Yngvi-Freyr, God of the World and the Ancestors
Fertility god Freyr seems to be one of the most important Nordic gods for the rural population, before his cult is displaced from the Cult of the Skygods, the Aesir. Freyr means Lord in old Norse and often referred to as Yngvi-Freyr. He was associated with sacral kingship and is considered to be the God of the World. ( in Old Norse: veraldar góð )
Veraldar góð is a suitable description for a cthotonic deity like Yngvi- Freyr. The old sagas attested him that Freyr bestow peace and good harvests on mortals in exchange for offerings and sacrifice. He belongs, like his twin sister Freyja and his father sea-god Njördr, to the Vanir tribe which are a tribe of gods of fertility and wisdom. As a member of the Vanir tribe Freyr cult is closely tied to cult of Alfar. ( in Old Norse: elves)
There are hints that the god Freyr was associated with elves. The gods gave him Álfheimr (literally “elf-world”). However, elves are frequently mentioned in the phrase Æsir ok Álfar (‘Æsir and elves’). This was clearly a well established prayer, indicating a strong tradition of associating elves with the group of gods known as the Vanir, or even suggesting that the elves and Vanir were one and the same.
The Álfablót or the Elven sacrifice is a pagan Scandinavian sacrifice to the elves towards the end of autumn, when the crops had been harvested and the animals were most fat. However, since the elves were collective powers with a close connection to ancestors and fertility, it is possible that the álfablót concerned ancestor worship and the life force of the family.
Cult of the Wagon-god
Yngvi is a name of the god Freyr, perhaps Freyr’s true name, as freyr means ‘lord’ and has probably evolved from a common invocation of the god. Yngvi-Freyr likely refer to the connection between the god and the Germanic kings‘ role as priests during the sacrifices in the pagan period, as Frea and Freyr are titles meaning ‘Lady’ and ‘Lord’. In Norse mythology, Yngvi-Freyr, was the Ancestor of the Yngling lineage, a legendary dynasty of Swedish kings, from whom also the earliest historical Norwegian kings claimed to be descended.
This may refer to the origins of the worship of Ingui in the tribal areas that Tacitus (Roman historian) mentions in his Germania as being populated by the Inguieonnic tribes. A later Danish chronicler lists Ingui was one of three brothers that the Danish tribes descended from. The strophe also states that “then he (Ingui) went back over the waves, his wagon behind him” which could connect Ingui to earlier conceptions of the wagon processions of Nerthus and the later Scandinavian conceptions of Freyr’s wagon journeys.

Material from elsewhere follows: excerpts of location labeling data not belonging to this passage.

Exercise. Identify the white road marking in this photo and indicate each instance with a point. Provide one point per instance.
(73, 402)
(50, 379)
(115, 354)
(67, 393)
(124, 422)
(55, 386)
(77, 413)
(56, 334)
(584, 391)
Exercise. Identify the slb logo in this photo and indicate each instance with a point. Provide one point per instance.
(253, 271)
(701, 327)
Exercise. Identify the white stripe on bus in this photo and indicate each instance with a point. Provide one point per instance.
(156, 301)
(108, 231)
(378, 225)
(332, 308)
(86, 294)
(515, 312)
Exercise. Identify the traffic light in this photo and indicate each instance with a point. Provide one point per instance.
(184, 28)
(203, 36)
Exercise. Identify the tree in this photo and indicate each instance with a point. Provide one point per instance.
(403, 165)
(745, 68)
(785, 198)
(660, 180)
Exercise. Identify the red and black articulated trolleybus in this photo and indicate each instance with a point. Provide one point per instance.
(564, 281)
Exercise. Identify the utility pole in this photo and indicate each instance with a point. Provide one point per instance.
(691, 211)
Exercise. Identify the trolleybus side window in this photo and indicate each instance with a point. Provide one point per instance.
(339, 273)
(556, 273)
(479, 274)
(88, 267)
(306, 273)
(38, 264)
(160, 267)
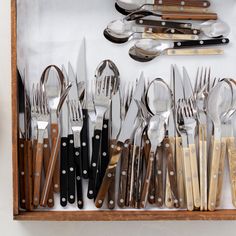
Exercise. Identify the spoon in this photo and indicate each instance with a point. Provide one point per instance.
(151, 48)
(217, 106)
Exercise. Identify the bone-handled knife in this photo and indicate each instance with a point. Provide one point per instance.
(82, 86)
(125, 134)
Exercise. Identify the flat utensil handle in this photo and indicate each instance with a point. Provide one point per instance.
(169, 147)
(188, 16)
(194, 52)
(46, 156)
(214, 172)
(38, 173)
(109, 175)
(56, 174)
(221, 170)
(203, 165)
(166, 36)
(195, 178)
(50, 172)
(191, 3)
(231, 150)
(64, 172)
(123, 173)
(188, 179)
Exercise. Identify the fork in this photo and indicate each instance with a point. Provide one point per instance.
(102, 101)
(76, 119)
(40, 113)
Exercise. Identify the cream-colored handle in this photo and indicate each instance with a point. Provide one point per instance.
(164, 36)
(180, 171)
(203, 166)
(190, 52)
(194, 173)
(188, 179)
(221, 170)
(231, 151)
(214, 171)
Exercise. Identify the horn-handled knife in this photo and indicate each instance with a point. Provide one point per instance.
(125, 134)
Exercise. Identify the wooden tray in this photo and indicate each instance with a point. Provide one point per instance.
(84, 215)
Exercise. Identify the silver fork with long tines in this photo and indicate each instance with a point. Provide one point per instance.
(41, 116)
(76, 120)
(102, 101)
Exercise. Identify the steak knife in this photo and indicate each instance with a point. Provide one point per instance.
(125, 134)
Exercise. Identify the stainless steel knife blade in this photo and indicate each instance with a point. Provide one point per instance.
(115, 115)
(128, 125)
(188, 89)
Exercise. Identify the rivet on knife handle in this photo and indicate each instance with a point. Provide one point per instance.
(109, 175)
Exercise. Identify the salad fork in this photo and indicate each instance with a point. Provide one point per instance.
(76, 119)
(40, 113)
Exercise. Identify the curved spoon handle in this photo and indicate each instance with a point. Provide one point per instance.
(199, 3)
(164, 36)
(193, 52)
(214, 171)
(231, 150)
(188, 16)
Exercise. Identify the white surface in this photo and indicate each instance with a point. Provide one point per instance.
(8, 227)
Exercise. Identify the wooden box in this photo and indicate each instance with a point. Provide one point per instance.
(86, 215)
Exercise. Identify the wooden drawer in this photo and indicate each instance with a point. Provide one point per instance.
(86, 215)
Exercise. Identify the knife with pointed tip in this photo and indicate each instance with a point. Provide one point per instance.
(81, 74)
(125, 134)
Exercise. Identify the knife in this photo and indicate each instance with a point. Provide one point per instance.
(188, 93)
(65, 176)
(82, 77)
(177, 84)
(125, 134)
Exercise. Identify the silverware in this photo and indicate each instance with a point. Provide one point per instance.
(125, 134)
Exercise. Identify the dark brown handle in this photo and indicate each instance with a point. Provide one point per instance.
(169, 144)
(46, 156)
(188, 16)
(123, 174)
(188, 3)
(38, 173)
(56, 174)
(22, 184)
(159, 176)
(109, 175)
(50, 171)
(29, 176)
(147, 179)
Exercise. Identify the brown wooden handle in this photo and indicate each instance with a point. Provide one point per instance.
(159, 177)
(50, 171)
(147, 179)
(180, 170)
(169, 144)
(214, 172)
(29, 180)
(38, 173)
(123, 174)
(203, 165)
(195, 178)
(22, 183)
(188, 16)
(191, 3)
(56, 174)
(221, 170)
(109, 175)
(188, 179)
(46, 156)
(231, 150)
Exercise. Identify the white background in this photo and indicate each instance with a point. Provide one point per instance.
(9, 227)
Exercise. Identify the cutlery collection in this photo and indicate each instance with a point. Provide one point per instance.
(153, 144)
(154, 36)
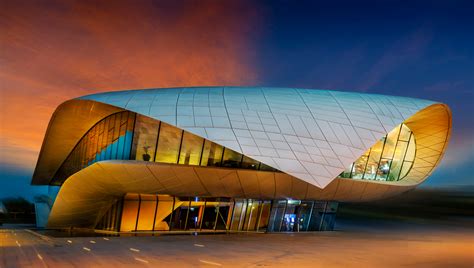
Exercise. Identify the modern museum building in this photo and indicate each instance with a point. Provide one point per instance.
(214, 159)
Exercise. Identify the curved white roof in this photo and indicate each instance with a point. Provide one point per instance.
(311, 134)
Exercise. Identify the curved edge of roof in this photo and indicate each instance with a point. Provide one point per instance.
(90, 109)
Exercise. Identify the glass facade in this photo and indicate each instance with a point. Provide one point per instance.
(147, 212)
(390, 159)
(110, 138)
(129, 136)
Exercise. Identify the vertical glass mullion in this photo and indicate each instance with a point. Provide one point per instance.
(404, 156)
(180, 146)
(170, 224)
(202, 151)
(138, 211)
(156, 210)
(366, 163)
(283, 216)
(394, 151)
(156, 144)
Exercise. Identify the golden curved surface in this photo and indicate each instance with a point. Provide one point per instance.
(87, 194)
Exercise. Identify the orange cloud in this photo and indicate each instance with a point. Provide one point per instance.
(54, 51)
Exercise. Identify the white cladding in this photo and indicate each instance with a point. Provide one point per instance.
(311, 134)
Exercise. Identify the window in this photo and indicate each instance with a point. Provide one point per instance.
(191, 149)
(390, 159)
(231, 158)
(212, 154)
(168, 144)
(144, 139)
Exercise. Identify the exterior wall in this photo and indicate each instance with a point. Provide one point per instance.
(144, 213)
(309, 135)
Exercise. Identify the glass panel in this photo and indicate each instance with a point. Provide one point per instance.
(264, 216)
(277, 216)
(212, 154)
(373, 161)
(210, 216)
(237, 213)
(144, 139)
(410, 155)
(168, 144)
(94, 146)
(303, 213)
(165, 206)
(147, 212)
(390, 143)
(359, 166)
(265, 167)
(129, 213)
(317, 216)
(384, 169)
(249, 163)
(405, 133)
(251, 216)
(231, 158)
(289, 219)
(397, 161)
(223, 215)
(190, 149)
(405, 169)
(195, 212)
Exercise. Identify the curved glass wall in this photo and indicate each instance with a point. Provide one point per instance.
(129, 136)
(390, 159)
(109, 139)
(160, 142)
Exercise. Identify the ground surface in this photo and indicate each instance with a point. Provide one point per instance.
(373, 244)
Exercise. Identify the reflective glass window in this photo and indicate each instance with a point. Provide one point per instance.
(249, 163)
(129, 213)
(385, 159)
(105, 140)
(168, 144)
(147, 212)
(191, 149)
(145, 138)
(212, 154)
(373, 161)
(231, 158)
(237, 213)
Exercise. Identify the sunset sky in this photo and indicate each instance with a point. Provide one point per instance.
(52, 51)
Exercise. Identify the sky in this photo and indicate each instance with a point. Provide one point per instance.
(52, 51)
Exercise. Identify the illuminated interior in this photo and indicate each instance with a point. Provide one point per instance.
(153, 141)
(148, 212)
(390, 159)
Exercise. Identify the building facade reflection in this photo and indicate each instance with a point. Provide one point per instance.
(146, 212)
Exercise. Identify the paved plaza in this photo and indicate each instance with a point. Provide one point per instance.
(366, 246)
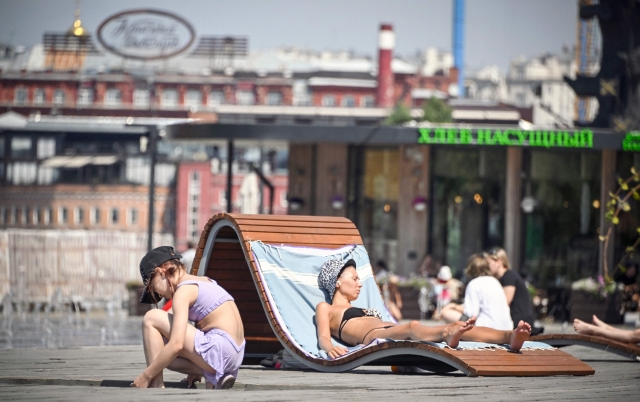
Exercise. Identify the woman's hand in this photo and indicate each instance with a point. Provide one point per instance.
(141, 382)
(336, 352)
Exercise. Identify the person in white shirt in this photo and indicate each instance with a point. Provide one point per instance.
(484, 298)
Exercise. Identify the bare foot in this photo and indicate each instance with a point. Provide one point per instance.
(157, 382)
(598, 322)
(452, 333)
(519, 335)
(192, 379)
(582, 327)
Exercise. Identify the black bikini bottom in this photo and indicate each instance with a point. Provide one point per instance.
(365, 335)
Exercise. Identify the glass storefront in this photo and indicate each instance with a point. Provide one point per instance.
(626, 233)
(560, 233)
(467, 214)
(378, 203)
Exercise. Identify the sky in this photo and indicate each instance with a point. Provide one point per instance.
(496, 30)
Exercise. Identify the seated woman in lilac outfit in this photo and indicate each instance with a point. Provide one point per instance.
(214, 348)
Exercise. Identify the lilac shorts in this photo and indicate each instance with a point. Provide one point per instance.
(220, 351)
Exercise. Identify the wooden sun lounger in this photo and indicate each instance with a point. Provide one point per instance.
(231, 264)
(626, 350)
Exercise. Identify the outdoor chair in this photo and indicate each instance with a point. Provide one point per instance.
(270, 265)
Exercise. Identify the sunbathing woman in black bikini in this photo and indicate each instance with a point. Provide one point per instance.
(354, 326)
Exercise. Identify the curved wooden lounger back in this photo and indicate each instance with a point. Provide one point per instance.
(627, 350)
(224, 254)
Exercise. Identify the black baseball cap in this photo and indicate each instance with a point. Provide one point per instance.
(148, 264)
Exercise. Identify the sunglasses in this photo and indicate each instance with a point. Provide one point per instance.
(493, 253)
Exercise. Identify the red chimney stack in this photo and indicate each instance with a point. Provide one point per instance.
(386, 43)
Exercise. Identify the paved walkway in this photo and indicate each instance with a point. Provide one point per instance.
(78, 373)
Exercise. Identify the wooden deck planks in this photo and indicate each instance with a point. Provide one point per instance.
(568, 339)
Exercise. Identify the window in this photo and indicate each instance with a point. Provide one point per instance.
(35, 216)
(48, 175)
(141, 98)
(169, 98)
(85, 96)
(24, 213)
(132, 217)
(328, 100)
(78, 216)
(12, 215)
(63, 216)
(113, 216)
(46, 147)
(20, 147)
(245, 97)
(46, 216)
(193, 98)
(113, 97)
(222, 198)
(367, 101)
(22, 173)
(193, 205)
(274, 98)
(348, 101)
(58, 97)
(20, 96)
(94, 215)
(38, 96)
(216, 98)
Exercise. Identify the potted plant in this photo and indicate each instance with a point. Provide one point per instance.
(595, 296)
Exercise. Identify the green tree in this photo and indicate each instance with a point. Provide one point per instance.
(400, 114)
(436, 111)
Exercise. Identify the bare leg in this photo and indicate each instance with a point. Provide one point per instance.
(454, 332)
(584, 328)
(450, 314)
(153, 343)
(598, 323)
(514, 338)
(155, 325)
(416, 331)
(615, 334)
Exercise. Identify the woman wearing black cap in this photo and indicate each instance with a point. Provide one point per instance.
(353, 326)
(215, 348)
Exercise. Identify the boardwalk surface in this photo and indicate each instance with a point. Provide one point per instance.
(77, 374)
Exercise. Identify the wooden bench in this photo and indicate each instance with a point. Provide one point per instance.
(224, 254)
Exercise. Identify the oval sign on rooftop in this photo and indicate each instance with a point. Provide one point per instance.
(146, 34)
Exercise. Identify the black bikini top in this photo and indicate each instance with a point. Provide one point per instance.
(355, 312)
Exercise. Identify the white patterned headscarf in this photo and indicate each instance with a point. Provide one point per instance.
(329, 274)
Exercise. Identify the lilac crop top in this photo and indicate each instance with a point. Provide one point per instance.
(210, 297)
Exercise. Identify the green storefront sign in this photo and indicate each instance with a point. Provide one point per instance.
(631, 141)
(582, 139)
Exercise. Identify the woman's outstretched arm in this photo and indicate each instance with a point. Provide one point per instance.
(323, 321)
(176, 339)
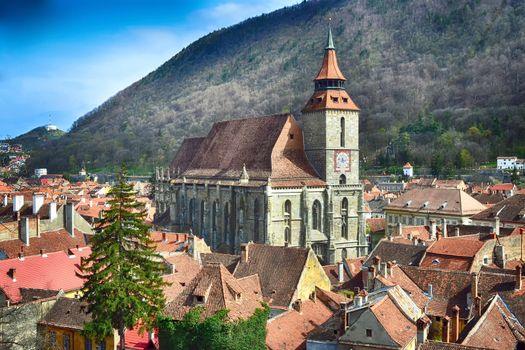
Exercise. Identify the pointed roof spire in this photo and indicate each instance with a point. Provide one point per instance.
(330, 41)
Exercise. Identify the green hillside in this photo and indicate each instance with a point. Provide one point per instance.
(37, 138)
(439, 83)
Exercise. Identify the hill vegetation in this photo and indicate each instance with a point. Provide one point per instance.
(439, 83)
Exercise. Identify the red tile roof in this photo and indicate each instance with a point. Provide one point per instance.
(291, 329)
(55, 271)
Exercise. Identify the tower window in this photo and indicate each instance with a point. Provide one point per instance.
(342, 132)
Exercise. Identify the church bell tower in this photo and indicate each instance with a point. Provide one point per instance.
(331, 124)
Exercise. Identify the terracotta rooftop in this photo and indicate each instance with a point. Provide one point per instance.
(496, 316)
(214, 288)
(290, 329)
(437, 200)
(511, 209)
(279, 269)
(55, 271)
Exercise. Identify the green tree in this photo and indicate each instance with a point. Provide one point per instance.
(124, 283)
(215, 332)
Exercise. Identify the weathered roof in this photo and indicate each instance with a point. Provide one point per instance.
(437, 200)
(403, 254)
(187, 151)
(279, 269)
(449, 288)
(511, 209)
(495, 317)
(291, 329)
(68, 313)
(219, 290)
(263, 145)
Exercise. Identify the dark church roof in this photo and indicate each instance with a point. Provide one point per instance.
(269, 147)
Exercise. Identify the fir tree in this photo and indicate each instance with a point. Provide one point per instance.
(123, 274)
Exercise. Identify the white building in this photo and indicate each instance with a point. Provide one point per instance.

We have also much more historical letters about this ancient wagon cult, which seems to be very specific for fertility gods.
The 14th century Icelandic Ögmundar þáttr dytts contains a tradition of how Freyr was transported in a wagon and administered by a priestess, in Sweden. Freyr’s role as a fertility god needed a female counterpart in a divine couple (McKinnell’s translation 1987):
In this short story, a man named Gunnar was suspected of manslaughter and escaped to Sweden, where Gunnar became acquainted with this young priestess. He helped her drive Freyr’s wagon with the god effigy in it, but the god did not appreciate Gunnar and so attacked him and would have killed Gunnar if he had not promised himself to return to the Christian faith if he would make it back to Norway. When Gunnar had promised this, a demon jumped out of the god effigy and so Freyr was nothing but a piece of wood. Gunnar destroyed the wooden idol and dressed himself as Freyr, then Gunnar and the priestess travelled across Sweden where people were happy to see the god visiting them. After a while he made the priestess pregnant, but this was seen by the Swedes as confirmation that Freyr was truly a fertility god and not a scam. Finally, Gunnar had to flee back to Norway with his young bride and had her baptized at the court of Olaf Tryggvason.